On the Ordnance Survey map, 'Abergavenny and the Black Mountains, Wales sheet 161' (1:50,000 series) and even better depicted on the more detailed 1:25,000 series at grid reference SO275348 the Black Hill itself is shown, towards Craswall. The name refers to a well known ridge descending very steeply from the very long Hatterall Ridge (which forms the England / Wales border) and carries Offas Dyke footpath on it, down into the fields of Herefordshire, and on the English side. The Black Hill is known locally as 'The Cat's Back' as viewed from Herefordshire it looks like a crouching cat about to pounce. On the same map at grid reference SO264310, just a little to the south, you will be able to see a real farm called The Vision Farm, situated in the Llanthony valley, also known as the Vale of Ewyas, on the Welsh side of the border, just below Capel-y-ffin.
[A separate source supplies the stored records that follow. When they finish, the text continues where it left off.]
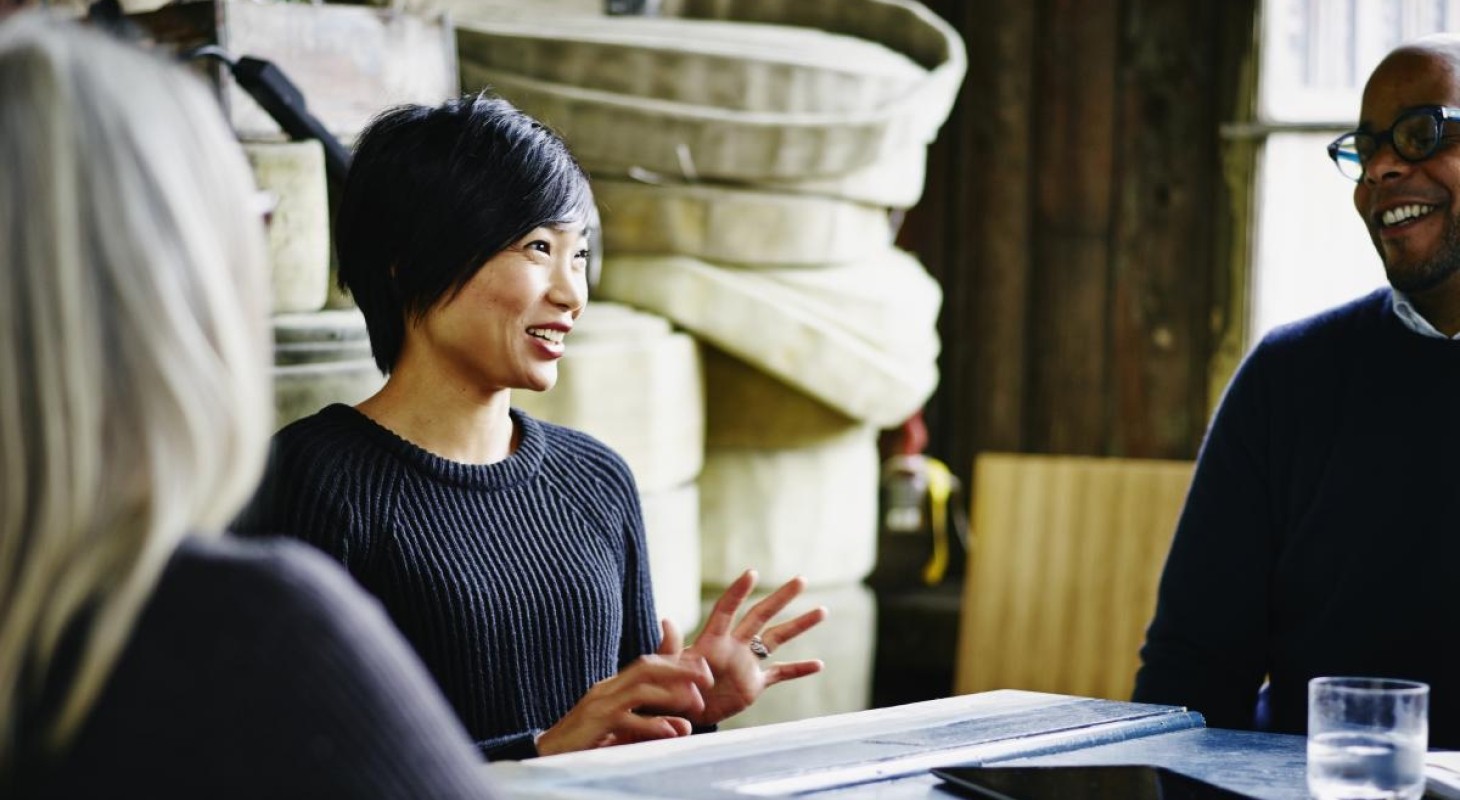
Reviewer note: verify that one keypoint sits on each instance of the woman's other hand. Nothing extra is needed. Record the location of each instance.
(651, 698)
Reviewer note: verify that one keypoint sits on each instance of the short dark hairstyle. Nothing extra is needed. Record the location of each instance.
(434, 193)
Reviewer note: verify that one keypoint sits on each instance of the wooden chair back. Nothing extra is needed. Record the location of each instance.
(1066, 554)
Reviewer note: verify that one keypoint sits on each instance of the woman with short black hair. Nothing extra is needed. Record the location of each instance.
(508, 551)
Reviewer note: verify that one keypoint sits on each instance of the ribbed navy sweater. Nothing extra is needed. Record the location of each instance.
(1322, 532)
(259, 669)
(520, 584)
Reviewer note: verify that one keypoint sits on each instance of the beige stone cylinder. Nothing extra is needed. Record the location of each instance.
(672, 527)
(809, 510)
(321, 358)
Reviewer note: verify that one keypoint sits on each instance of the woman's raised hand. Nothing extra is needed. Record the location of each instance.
(736, 650)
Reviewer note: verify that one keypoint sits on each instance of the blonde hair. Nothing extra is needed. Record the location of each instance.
(133, 351)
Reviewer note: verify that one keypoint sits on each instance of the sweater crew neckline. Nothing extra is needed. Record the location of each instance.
(519, 467)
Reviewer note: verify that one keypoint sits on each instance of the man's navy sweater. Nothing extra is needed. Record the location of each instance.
(1322, 533)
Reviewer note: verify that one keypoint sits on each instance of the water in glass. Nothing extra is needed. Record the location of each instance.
(1359, 765)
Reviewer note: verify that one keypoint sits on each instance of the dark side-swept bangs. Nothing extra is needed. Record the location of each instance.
(434, 193)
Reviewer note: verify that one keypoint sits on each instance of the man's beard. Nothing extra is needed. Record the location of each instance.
(1427, 275)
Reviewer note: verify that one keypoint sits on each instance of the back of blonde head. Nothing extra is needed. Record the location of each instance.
(133, 351)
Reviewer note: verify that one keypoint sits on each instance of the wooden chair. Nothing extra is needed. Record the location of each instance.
(1062, 578)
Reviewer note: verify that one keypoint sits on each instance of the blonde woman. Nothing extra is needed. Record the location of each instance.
(140, 653)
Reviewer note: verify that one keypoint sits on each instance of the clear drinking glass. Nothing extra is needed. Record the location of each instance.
(1367, 737)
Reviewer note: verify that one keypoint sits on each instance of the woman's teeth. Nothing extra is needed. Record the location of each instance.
(555, 336)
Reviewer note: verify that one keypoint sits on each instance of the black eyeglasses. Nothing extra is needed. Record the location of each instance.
(1415, 135)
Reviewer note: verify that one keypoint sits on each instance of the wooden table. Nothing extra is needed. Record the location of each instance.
(886, 754)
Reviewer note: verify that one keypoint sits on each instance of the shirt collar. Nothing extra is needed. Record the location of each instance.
(1414, 320)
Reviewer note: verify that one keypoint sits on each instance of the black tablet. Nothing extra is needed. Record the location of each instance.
(1092, 783)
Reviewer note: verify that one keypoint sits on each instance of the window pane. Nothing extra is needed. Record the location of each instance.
(1311, 250)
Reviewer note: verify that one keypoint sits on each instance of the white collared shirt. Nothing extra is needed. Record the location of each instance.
(1414, 320)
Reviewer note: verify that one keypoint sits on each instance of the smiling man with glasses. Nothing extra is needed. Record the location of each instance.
(1322, 532)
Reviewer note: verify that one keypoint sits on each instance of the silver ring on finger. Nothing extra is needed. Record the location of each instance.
(758, 647)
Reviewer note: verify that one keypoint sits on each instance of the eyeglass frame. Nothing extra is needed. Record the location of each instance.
(1438, 114)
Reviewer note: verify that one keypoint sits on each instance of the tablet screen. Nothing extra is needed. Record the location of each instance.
(1095, 783)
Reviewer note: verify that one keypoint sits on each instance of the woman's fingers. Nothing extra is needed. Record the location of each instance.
(792, 670)
(646, 729)
(787, 631)
(762, 612)
(721, 616)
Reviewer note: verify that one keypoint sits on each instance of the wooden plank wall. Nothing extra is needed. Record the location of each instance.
(1073, 212)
Alternatively, the location that inspired the novel could be the Black Hill grid reference SO330790 between Knighton and Clun and a few miles from Lurkenhope. Chatwin stayed nearby in Cwm Hall, Purslow with friends during the 1970s and was confidently cited as such in a BBC programme by his biographer.
Chatwin amalgamated reality with his research amongst the local indigenous populace in the time he researched the book, interweaving fact and fiction, gossip, locations, stories and social history.